Because they are built for investigation and data aggregation, not intelligent detection. That is, the tools that many network security professionals have been given to detect threats within the network — and ultimately keep the enterprise safe — aren’t merely ineffective for this critical task; they’re categorically unsuitable. Usage of such tools either misses critical information, or floods security operations with too many spurious events and prevents effective identification of real attacker activity. Specifically:
- SIEMs, which retain and archive logs from multiple systems, are useful for ensuring compliance with prevailing best practices and regulations. However, despite the “S” in the acronym, SIEMs are fundamentally incapable of detecting malicious activity within the network. In fact, the harder you try, the more alarms and alerts are created.These false positives inundate security operations with in-actionable information, such that even if a true attack is detected it will be lost in the noise.
- Network forensic tools are useful for logging pertinent traffic from servers and applications, which allow enterprises to analyze and reverse engineer notable incidents or attacks. However, malicious activity typically doesn’t restrict itself to pertinent traffic lanes; rather, it transmits across the entire network, and often as far away from the spotlight as possible.And since enterprises cannot spend millions of dollars to store unthinkably huge traffic logs — and spend even more money on top of that recruiting and retaining the small army of data scientists they’d need to make sense of it — it’s clear that network forensic tools aren’t viable for detecting internal malicious traffic on the level that today’s enterprises require.
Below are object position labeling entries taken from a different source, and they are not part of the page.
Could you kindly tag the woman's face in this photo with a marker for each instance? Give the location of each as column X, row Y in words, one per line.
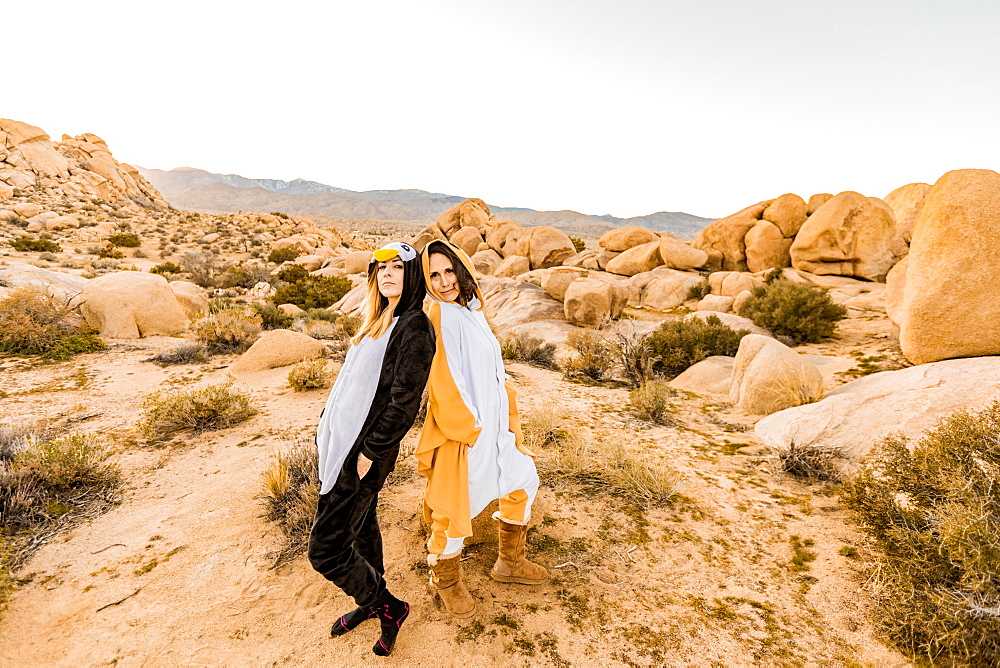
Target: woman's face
column 443, row 278
column 389, row 276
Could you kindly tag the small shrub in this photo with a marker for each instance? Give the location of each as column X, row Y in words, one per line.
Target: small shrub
column 932, row 512
column 125, row 240
column 27, row 244
column 290, row 493
column 803, row 313
column 526, row 348
column 651, row 401
column 283, row 255
column 206, row 409
column 309, row 375
column 35, row 323
column 595, row 357
column 680, row 343
column 228, row 331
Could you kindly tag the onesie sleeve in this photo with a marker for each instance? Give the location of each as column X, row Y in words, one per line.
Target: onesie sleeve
column 409, row 376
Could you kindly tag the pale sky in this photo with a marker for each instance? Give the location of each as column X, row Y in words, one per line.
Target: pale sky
column 625, row 107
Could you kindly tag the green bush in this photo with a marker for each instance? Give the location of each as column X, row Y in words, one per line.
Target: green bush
column 283, row 255
column 932, row 512
column 27, row 244
column 803, row 313
column 35, row 323
column 206, row 409
column 313, row 292
column 125, row 240
column 680, row 343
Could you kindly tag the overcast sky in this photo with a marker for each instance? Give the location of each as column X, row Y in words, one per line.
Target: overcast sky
column 624, row 107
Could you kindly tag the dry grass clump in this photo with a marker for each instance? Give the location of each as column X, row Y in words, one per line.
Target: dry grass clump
column 309, row 375
column 290, row 493
column 206, row 409
column 528, row 349
column 932, row 512
column 651, row 401
column 595, row 357
column 228, row 331
column 33, row 322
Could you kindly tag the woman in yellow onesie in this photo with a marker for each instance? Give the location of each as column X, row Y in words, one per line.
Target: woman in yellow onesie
column 470, row 448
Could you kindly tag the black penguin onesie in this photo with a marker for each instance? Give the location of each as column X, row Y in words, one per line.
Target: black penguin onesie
column 345, row 544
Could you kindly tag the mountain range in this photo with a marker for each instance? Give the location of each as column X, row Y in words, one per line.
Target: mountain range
column 195, row 189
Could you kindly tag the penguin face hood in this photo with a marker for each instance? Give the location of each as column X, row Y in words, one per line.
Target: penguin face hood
column 413, row 278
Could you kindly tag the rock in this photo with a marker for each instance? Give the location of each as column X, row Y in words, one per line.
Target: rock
column 130, row 304
column 593, row 302
column 545, row 246
column 192, row 298
column 787, row 213
column 624, row 238
column 766, row 248
column 856, row 415
column 276, row 348
column 487, row 261
column 678, row 255
column 726, row 236
column 768, row 376
column 816, row 201
column 850, row 235
column 709, row 376
column 716, row 303
column 515, row 265
column 637, row 260
column 356, row 262
column 951, row 305
column 468, row 239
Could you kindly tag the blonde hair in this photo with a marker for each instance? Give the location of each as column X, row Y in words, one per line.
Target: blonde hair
column 378, row 319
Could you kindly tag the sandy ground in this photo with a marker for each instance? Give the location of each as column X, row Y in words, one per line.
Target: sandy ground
column 179, row 573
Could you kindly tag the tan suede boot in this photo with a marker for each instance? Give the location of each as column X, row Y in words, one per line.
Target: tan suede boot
column 512, row 564
column 446, row 576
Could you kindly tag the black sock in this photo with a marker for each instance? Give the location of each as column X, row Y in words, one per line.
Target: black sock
column 391, row 614
column 351, row 620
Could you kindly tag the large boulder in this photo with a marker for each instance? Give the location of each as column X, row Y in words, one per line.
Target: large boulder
column 593, row 302
column 544, row 246
column 951, row 307
column 130, row 304
column 637, row 260
column 768, row 376
column 850, row 235
column 276, row 348
column 623, row 238
column 856, row 415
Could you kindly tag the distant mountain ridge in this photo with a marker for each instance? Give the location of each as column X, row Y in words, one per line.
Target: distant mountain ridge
column 196, row 189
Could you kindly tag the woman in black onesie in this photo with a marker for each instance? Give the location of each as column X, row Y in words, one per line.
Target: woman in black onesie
column 371, row 407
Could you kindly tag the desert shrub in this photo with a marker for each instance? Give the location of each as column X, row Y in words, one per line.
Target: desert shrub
column 313, row 292
column 680, row 343
column 595, row 357
column 185, row 353
column 228, row 331
column 166, row 269
column 206, row 409
column 309, row 375
column 271, row 316
column 290, row 493
column 33, row 322
column 125, row 240
column 803, row 313
column 651, row 401
column 283, row 255
column 526, row 348
column 27, row 244
column 932, row 512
- Specialized tools are useful for governing administrative use and file access in specific systems, as well as for running analytics to see if something is abnormal. However, cyber criminals don’t have to compromise administrator accounts to breach the network – and so these specialized tools don’t necessarily set off any alarms. Indeed, we’ve seen numerous use cases where cyber criminals “get in and get out” without running up against such configured detection logic.And speaking of logic: enterprises that try and write enough rules to snag suspicious traffic with specialized tools quickly find themselves once again inundated with false positives. So they either try (and fail) to chase down every possible threat and easily miss real attacker activity, or they turn down the sensitivity — which exposes them to potentially catastrophic false negatives.
With all this being said, it’s important to note that each of these tools are important and deliver value. Rather, the message is that enterprises cannot and should not view these tools as being capable of reliably and effectively detecting malicious activity within their network. That’s not what they were designed to do, and any belief to the contrary does nothing more than position network security professionals to fail — despite their evident competence and best efforts.
Enterprises that want to steer clear of this quagmire should begin by acknowledging that their existing tools — while useful in many ways — aren’t suitable for detecting malicious activity in the network. As the old saying goes: “knowing is half the battle”. This knowledge goes a very long way towards taking intelligent action.
And what is that intelligent action? It’s one where enterprises deploy Active Breach Detection technology that lets them automatically:
- perform behavioral-based network level profiling to detect any suspicious activity on the network
- integrate visibility into host activity and suspicious executables as well as cloud security expert systems
- flag suspicious traffic with very low false positives
When the above happens, network security professionals are empowered with details and other contextual data they need to rapidly mitigate threats, clean up infected devices and systems, plug security gaps, and keep the enterprise’s data from falling into the wrong hands.
That’s what network security professionals are trained to do. But they can’t do it alone. They need the right technology to get the job done.